Millimeter-Wave Human Blockage at 73 GHz with a Simple Double Knife-Edge Diffraction Model and Extension for Directional Antennas

TL;DR

This study investigates millimeter-wave human blockage at 73 GHz in indoor environments, demonstrating the impact of directional antennas and proposing a simple DKED-based model to predict shadowing effects caused by moving humans.

Contribution

It introduces a straightforward double knife-edge diffraction model for human blockage at 73 GHz, extending previous models to account for directional antenna effects in millimeter-wave links.

Findings

High shadowing attenuation is influenced by antenna directivity and human presence.

Directional antennas require beam switching to mitigate blockage effects.

The proposed DKED model effectively predicts human-induced shadowing at 73 GHz.

Abstract

This paper presents 73 GHz human blockage measurements for a point-to-point link with a 5 m transmitter-receiver separation distance in an indoor environment, with a human that walked at a speed of approximately 1 m/s at a perpendicular orientation to the line between the transmitter and receiver, at various distances between them.

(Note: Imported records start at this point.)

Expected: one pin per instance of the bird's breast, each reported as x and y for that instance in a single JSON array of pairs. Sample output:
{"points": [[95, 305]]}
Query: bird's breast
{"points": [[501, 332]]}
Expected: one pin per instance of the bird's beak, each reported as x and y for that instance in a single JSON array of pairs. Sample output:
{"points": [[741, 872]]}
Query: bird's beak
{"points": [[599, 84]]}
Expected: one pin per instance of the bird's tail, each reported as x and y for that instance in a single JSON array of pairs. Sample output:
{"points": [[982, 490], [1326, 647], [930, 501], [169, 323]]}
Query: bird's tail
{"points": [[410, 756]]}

The experiment measures the shadowing effect of a moving human body when using directional antennas at the transmitter and receiver for millimeter-wave radio communications. The measurements were conducted using a 500 Megachips-per-second wideband correlator channel sounder with a 1 GHz first null-to-null RF bandwidth. Results indicate high shadowing attenuation is not just due to the human blocker but also is due to the static directional nature of the antennas used, leading to the need for phased-array antennas to switch beam directions in the presence of obstructions and blockages at millimeter-waves. A simple model for human blockage is provided based on the double knife-edge diffraction (DKED) model where humans are approximated by a rectangular screen with infinite vertical height, similar to the human blockage model given by the METIS project.